Una mañana, un joven que quería hacer un buen trabajo y así ser útil en la granja que le había acogido y pensó: Antes de llevar al caballo a los campos, iré a darle de beber. Así ahorraré tiempo y estaremos trabajando tranquilos durante todo el día. Pero al ir a por él e intentar llevarle al abrevadero, el caballo se resistió con fuerza.
- ¡Pero bueno! ¿Ahora manda el caballo? ¡Cómo! ¡Te niegas a ir al abrevadero y no le quitas ojo al campo de alfalfa de aquí al lado!, ¿pero, desde cuándo mandan los animales?. ¡Tú vendrás a beber! ¡Te lo digo yo!.
Y el inexperto joven empezó a tirar de las riendas y nada..., después se puso tras el caballo empujándole y... nada. Harto, cansado y furioso le golpeó en el costado y por fin el caballo avanzó unos metros hacia el abrevadero...
A lo mejor tiene miedo, pensó el joven, a lo mejor si lo acaricio y le hablo para tranquilizarle...
- ¡Mira que clara está el agua!, ¿Ves? ¡Está limpia! ¡Toma!
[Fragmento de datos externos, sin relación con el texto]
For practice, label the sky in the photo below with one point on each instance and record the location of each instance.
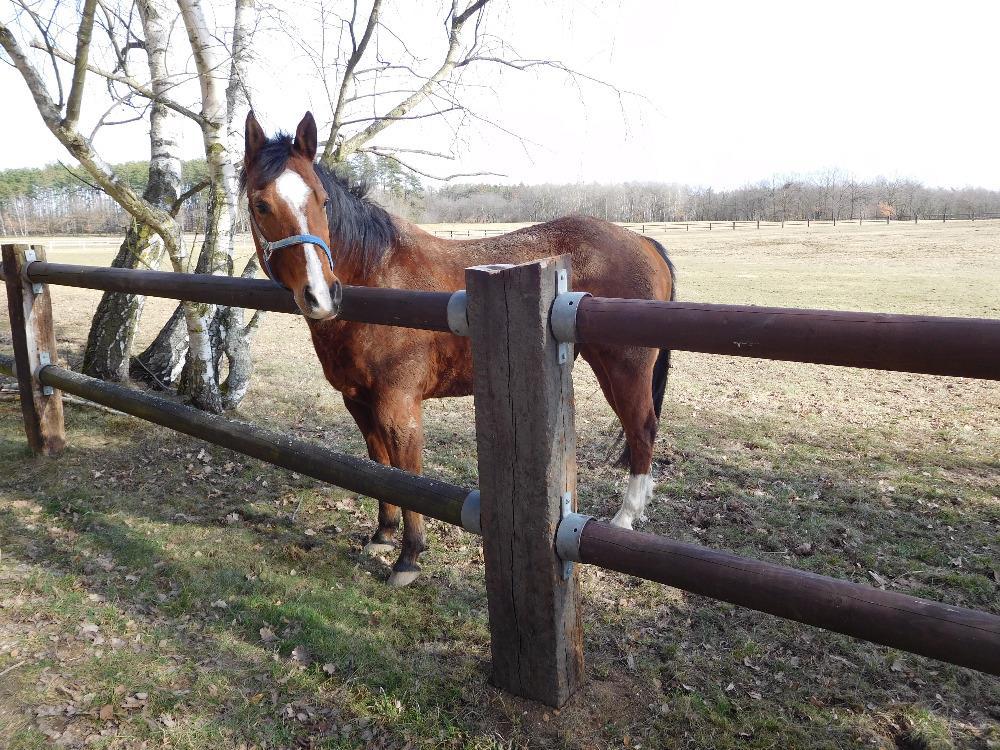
(717, 93)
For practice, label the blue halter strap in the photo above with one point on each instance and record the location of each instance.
(267, 249)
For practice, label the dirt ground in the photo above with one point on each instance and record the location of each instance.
(158, 592)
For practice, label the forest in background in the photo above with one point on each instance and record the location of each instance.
(56, 200)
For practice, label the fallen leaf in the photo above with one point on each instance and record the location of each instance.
(301, 655)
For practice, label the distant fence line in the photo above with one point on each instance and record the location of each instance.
(85, 242)
(652, 227)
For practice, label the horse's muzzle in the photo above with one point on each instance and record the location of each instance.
(336, 297)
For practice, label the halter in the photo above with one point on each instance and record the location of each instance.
(267, 249)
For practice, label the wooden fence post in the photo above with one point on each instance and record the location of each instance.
(30, 308)
(527, 465)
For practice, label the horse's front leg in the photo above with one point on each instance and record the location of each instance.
(388, 514)
(399, 420)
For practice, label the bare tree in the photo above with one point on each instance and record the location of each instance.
(207, 334)
(376, 89)
(112, 332)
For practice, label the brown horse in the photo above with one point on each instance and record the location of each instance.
(385, 373)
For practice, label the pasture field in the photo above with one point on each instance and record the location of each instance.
(156, 592)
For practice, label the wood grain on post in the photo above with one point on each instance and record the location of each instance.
(527, 461)
(34, 340)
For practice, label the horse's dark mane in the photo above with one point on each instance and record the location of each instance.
(360, 230)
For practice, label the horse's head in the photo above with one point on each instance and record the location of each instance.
(288, 216)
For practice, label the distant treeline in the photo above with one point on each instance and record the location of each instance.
(825, 196)
(54, 200)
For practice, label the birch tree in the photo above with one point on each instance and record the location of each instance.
(207, 334)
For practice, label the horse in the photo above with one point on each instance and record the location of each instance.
(385, 373)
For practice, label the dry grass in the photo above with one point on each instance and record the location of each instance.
(116, 557)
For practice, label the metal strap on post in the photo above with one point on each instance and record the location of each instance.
(563, 318)
(568, 535)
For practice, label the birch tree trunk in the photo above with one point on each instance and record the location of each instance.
(227, 335)
(116, 321)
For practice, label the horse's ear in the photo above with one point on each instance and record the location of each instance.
(255, 139)
(305, 137)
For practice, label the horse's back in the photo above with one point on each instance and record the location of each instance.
(608, 260)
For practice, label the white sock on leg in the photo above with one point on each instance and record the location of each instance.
(634, 503)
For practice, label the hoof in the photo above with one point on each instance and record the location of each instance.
(400, 578)
(377, 548)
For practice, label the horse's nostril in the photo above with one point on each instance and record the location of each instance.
(310, 297)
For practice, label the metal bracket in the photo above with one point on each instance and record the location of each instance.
(458, 313)
(471, 519)
(563, 318)
(43, 361)
(568, 535)
(562, 286)
(29, 258)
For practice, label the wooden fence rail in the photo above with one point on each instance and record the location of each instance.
(961, 347)
(523, 321)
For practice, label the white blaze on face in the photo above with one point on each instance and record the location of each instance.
(292, 189)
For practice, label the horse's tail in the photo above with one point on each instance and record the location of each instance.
(661, 369)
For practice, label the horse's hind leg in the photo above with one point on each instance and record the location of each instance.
(625, 376)
(398, 419)
(388, 514)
Mójate los hocicos...
Pero el caballo no bebía.
- ¿Cómo? ¿No bebes?, toma, y el joven empujó bruscamente al caballo hacia el agua del abrevadero.
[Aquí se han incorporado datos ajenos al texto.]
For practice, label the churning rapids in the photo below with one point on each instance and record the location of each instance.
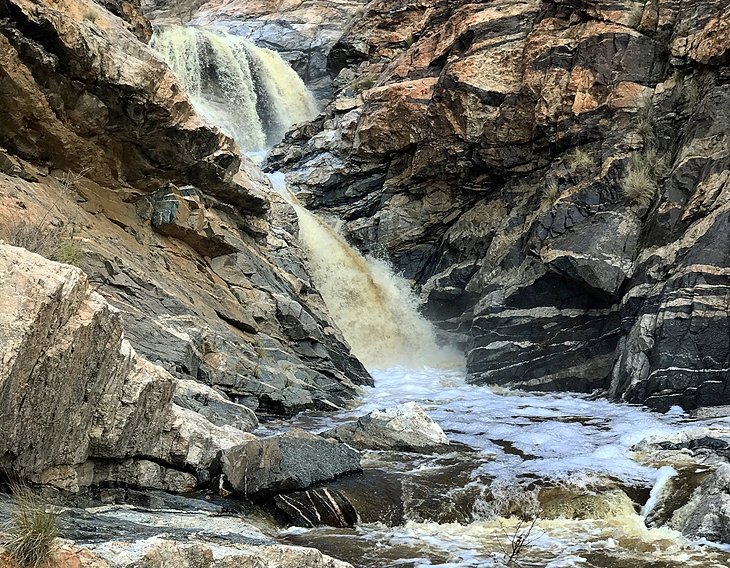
(448, 510)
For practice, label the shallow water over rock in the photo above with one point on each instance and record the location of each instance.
(451, 510)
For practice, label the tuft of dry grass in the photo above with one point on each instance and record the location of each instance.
(550, 194)
(640, 184)
(580, 161)
(32, 529)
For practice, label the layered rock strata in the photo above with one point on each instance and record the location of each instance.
(105, 157)
(551, 174)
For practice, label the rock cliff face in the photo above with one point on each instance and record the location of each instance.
(106, 165)
(552, 174)
(302, 31)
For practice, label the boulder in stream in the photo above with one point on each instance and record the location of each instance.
(707, 513)
(405, 427)
(291, 461)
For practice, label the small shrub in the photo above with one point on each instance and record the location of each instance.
(580, 161)
(523, 506)
(32, 529)
(550, 195)
(35, 237)
(68, 252)
(639, 186)
(364, 84)
(656, 163)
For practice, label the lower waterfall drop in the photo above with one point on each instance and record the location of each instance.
(249, 93)
(374, 307)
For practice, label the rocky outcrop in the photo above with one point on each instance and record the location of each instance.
(302, 32)
(79, 405)
(551, 174)
(403, 428)
(707, 514)
(104, 155)
(288, 462)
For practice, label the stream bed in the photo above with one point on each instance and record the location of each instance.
(439, 510)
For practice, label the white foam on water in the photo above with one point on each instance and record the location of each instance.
(563, 436)
(248, 92)
(664, 474)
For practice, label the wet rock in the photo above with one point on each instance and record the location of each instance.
(317, 507)
(66, 555)
(565, 504)
(403, 428)
(291, 461)
(707, 514)
(501, 193)
(302, 33)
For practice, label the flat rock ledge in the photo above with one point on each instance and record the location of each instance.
(289, 462)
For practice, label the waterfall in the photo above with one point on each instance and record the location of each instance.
(252, 95)
(248, 92)
(374, 307)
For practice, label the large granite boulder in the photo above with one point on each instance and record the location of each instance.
(291, 461)
(79, 405)
(403, 428)
(707, 513)
(103, 153)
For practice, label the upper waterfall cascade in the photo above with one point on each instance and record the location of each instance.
(249, 93)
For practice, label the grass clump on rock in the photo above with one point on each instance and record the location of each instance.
(640, 184)
(550, 194)
(32, 530)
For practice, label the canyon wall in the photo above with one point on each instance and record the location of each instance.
(190, 310)
(553, 175)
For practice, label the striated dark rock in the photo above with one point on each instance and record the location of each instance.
(173, 226)
(295, 460)
(317, 507)
(707, 513)
(403, 428)
(487, 150)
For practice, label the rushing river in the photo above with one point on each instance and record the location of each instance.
(558, 440)
(513, 452)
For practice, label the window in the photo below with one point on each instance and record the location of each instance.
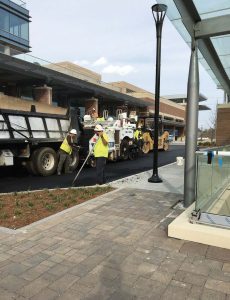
(13, 24)
(4, 20)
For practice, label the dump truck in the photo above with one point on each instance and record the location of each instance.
(120, 133)
(32, 139)
(146, 136)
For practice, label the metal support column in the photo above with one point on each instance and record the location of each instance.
(191, 128)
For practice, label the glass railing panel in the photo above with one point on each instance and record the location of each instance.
(213, 178)
(203, 182)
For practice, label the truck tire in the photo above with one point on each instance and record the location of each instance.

- ¡Vas a beber ahora! Y aplastó la cabeza del caballo hasta sumergirle el morro en el agua.
Pero, ¡Brrr! el resoplido del animal esparció el agua como una cascada alrededor de la fuente. Y el animal torció el morro y siguió resoplando con fuerza, pero no bebió.
Un viejo campesino que pasaba por allí y contempló la escena exclamó:
- ¡Oh! ¿Crees que a un caballo se le puede tratar así? Es menos animal que muchas personas... ¿Sabes? No tiene sed... Aunque lo mates no bebería. Podría fingir, tal vez, pero el agua que tragara la echaría de nuevo. . . . Tiempo perdido, amigo.
- Y entonces ¿qué puedo hacer?
-¡Ya se ve que tú no eres un auténtico campesino! No has entendido que el caballo no tiene sed durante las primeras horas de la mañana y, sin embargo, necesita comer alfalfa buena y fresca. Déjalo comer alfalfa hasta que se harte, después tendrá sed y ya verás cómo galopa hacia el abrevadero. Ni siquiera esperará a que tú le des permiso. Y te aconsejo que no te interpongas cuando lo haga... Y cuando esté bebiendo, ya puedes tirarle del ronzal todo lo que quieras que él seguirá bebiendo...
Y el joven aprendió que nadie bebe sin sed.